4-Stroke Diesel Engines are actually very similar to petrol engines in their basic working but they differ greatly in where they are used, their cost, fuel economy etc. First, let’s observe the difference in their working.
- During the intake stroke in diesel engines, the piston moves down allowing air to come into the cylinder as opposed to air-fuel mixture in petrol engines.
- The air is the compressed as the piston moves up. A much higher compression ratio is achieved in the diesel engine of around 15:1 to 22:1. This increases pressure and temperature and allows better combustion to take place.
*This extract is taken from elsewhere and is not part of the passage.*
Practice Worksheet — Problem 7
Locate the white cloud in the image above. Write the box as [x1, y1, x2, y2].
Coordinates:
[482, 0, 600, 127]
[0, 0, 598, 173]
- Instead of a spark plug, the diesel engine has a direct injection system which sprays the fuel into the cylinder. The fuel enters the cylinder at the end of the compression stroke into an atmosphere of increased pressure and temperature and hence spontaneously combusts to give the power stroke.
- This is followed by the exhaust stroke where the burned gases are pushed out of the cylinder.
Let’s look at what these differences in the process reflect for the engines overall
- The diesel engine is heavy and bulkier than the petrol due to the higher compression ratio to be achieved.
- The initial cost of a diesel engine is higher than a petrol engine
- But the diesel engine gives greater fuel economy (mileage) than the petrol engine. The greater compression ratio allows for a better combustion process and better utilization of available fuel.